Network link 420 typically provides data communication through one or more networks to other data devices. For example, network link 420 may provide a connection through local network 422 to a host computer 424 or to data equipment operated by an Internet Service Provider (ISP) 426. ISP 426 in turn provides data communication services through the world wide packet data communication network now commonly referred to as the “Internet” 428. Local network 422 and Internet 428 both use electrical, electromagnetic or optical signals that carry digital data streams. The signals through the various networks and the signals on network link 420 and through communication interface 418, which carry the digital data to and from computer system 400, are example forms of transmission media.
Computer system 400 can send messages and receive data, including program code, through the network(s), network link 420 and communication interface 418. In the Internet example, a server 430 might transmit a requested code for an application program through Internet 428, ISP 426, local network 422 and communication interface 418.

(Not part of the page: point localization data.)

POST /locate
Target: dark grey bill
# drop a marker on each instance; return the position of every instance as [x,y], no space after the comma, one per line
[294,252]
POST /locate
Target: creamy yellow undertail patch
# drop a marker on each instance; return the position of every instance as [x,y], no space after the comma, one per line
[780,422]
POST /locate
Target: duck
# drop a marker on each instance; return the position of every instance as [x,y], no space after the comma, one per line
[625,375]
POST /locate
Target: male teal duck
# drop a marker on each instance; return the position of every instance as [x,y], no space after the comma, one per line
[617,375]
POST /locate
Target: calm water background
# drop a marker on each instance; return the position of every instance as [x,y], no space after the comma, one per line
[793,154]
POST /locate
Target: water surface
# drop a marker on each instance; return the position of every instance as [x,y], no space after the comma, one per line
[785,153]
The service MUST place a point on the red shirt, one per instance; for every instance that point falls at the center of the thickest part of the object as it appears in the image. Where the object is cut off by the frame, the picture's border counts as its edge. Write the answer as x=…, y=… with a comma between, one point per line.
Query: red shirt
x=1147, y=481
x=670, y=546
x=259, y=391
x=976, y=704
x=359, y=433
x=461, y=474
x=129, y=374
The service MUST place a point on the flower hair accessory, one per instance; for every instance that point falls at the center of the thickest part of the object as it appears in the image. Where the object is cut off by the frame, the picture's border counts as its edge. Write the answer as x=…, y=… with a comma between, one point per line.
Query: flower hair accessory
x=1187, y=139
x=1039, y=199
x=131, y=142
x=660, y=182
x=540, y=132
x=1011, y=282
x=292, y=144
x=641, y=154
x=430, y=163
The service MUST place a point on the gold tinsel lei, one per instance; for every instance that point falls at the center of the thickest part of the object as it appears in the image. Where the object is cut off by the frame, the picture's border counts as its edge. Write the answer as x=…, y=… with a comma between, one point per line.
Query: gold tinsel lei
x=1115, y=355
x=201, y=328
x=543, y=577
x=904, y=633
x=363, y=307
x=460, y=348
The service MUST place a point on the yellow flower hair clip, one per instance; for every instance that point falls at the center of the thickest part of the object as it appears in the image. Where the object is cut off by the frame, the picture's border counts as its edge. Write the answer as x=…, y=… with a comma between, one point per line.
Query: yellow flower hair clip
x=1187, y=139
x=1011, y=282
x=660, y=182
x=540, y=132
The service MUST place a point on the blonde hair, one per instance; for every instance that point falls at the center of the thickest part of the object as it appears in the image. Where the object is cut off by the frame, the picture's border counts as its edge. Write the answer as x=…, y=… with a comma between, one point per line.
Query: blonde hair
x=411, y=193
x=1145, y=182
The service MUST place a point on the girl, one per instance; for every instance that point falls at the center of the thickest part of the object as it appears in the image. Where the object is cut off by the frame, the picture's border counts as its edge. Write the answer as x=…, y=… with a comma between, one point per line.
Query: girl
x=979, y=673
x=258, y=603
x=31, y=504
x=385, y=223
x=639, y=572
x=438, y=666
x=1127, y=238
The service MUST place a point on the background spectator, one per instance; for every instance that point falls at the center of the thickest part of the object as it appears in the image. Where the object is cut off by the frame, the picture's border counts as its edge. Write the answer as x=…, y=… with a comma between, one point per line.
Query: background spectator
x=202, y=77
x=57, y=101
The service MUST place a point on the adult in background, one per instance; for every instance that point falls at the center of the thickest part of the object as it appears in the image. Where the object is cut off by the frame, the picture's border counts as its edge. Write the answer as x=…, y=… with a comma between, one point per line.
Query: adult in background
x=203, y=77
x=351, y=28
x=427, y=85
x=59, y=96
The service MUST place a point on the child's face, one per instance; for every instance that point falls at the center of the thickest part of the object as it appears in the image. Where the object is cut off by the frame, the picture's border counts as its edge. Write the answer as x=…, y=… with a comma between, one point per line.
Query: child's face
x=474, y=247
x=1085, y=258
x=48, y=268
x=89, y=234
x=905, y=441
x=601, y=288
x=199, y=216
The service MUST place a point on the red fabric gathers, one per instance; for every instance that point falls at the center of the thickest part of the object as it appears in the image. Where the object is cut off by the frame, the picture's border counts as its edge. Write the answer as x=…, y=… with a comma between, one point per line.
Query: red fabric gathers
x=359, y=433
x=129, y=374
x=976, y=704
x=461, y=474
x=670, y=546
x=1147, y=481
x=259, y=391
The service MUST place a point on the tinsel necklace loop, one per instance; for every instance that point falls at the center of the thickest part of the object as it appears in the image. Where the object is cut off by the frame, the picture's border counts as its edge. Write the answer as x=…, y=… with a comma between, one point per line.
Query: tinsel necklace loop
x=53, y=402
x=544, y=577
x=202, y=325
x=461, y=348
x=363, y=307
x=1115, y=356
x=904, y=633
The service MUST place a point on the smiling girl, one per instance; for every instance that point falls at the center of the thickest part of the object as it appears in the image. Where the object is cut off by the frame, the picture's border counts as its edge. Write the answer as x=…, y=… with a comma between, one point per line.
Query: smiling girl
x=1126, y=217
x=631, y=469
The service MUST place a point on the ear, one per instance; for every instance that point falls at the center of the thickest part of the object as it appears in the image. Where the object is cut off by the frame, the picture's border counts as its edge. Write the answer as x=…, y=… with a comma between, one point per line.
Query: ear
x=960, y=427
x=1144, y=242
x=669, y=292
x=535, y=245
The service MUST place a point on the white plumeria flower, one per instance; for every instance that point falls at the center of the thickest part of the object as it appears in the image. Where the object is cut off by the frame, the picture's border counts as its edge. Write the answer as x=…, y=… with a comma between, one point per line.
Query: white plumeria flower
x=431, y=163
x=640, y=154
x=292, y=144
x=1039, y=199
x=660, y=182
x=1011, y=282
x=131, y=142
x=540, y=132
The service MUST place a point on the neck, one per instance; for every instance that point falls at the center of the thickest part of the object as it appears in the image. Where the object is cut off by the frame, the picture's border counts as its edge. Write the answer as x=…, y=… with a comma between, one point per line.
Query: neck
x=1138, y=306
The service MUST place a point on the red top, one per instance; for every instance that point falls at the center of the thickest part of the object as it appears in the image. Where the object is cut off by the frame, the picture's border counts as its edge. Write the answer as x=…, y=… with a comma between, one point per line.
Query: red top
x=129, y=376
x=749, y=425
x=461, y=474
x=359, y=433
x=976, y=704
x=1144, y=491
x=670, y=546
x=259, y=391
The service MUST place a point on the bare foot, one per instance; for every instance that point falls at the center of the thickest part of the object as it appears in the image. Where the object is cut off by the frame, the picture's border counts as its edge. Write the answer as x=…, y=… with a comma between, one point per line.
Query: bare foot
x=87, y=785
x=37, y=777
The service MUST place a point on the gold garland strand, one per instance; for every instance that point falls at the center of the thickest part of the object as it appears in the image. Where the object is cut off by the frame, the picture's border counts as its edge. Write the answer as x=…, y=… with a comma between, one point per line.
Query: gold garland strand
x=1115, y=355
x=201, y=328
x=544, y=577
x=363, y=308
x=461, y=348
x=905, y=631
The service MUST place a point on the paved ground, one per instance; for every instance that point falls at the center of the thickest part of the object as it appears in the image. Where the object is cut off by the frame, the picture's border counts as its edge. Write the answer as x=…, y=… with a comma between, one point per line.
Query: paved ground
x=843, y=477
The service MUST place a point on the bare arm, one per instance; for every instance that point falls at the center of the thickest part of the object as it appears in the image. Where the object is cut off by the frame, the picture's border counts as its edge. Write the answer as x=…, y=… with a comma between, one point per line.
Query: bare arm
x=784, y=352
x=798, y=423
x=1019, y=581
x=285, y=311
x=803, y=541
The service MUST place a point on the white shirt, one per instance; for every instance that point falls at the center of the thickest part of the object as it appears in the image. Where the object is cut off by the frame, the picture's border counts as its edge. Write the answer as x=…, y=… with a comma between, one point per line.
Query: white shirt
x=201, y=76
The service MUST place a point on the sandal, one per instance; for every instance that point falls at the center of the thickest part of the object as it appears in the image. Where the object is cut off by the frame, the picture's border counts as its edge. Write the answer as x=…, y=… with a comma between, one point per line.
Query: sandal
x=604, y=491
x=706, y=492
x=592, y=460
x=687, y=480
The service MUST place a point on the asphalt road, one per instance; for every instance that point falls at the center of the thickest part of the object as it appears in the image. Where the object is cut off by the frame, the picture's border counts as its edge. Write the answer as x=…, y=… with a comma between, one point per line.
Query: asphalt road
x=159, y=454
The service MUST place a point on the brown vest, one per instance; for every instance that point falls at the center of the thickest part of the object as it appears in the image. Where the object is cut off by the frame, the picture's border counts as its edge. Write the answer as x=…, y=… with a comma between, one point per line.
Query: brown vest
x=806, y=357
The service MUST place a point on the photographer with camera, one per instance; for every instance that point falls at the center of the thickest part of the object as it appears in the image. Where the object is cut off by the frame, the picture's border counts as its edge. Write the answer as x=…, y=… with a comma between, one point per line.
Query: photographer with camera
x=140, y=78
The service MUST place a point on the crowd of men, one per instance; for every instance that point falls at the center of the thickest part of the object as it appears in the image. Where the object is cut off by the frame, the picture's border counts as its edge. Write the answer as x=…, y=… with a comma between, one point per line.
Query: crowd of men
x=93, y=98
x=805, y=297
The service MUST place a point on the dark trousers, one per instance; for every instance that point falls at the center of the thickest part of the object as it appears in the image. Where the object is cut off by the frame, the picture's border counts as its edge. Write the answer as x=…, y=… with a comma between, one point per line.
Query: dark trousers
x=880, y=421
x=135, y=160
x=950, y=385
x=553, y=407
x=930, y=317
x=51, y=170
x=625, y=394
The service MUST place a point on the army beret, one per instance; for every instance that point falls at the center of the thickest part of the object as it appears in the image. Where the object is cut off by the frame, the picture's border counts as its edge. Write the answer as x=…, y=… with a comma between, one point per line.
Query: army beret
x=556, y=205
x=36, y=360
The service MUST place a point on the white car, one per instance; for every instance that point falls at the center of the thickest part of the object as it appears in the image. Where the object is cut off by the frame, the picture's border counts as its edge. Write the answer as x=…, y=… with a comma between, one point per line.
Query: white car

The received code may be executed by processor 404 as it is received, and/or stored in storage device 410, or other non-volatile storage for later execution.
In the foregoing specification, embodiments of the invention have been described with reference to numerous specific details that may vary from implementation to implementation. The specification and drawings are, accordingly, to be regarded in an illustrative rather than a restrictive sense. The sole and exclusive indicator of the scope of the invention, and what is intended by the applicants to be the scope of the invention, is the literal and equivalent scope of the set of claims that issue from this application, in the specific form in which such claims issue, including any subsequent correction.
This application is related to U.S. application Ser. No. 12/835,954, filed on Jul. 14, 2010 by Srinivas Vadrevu et al. and titled “CLUSTERING OF SEARCH RESULTS”, the entire contents of which is hereby incorporated by reference as if fully set forth herein.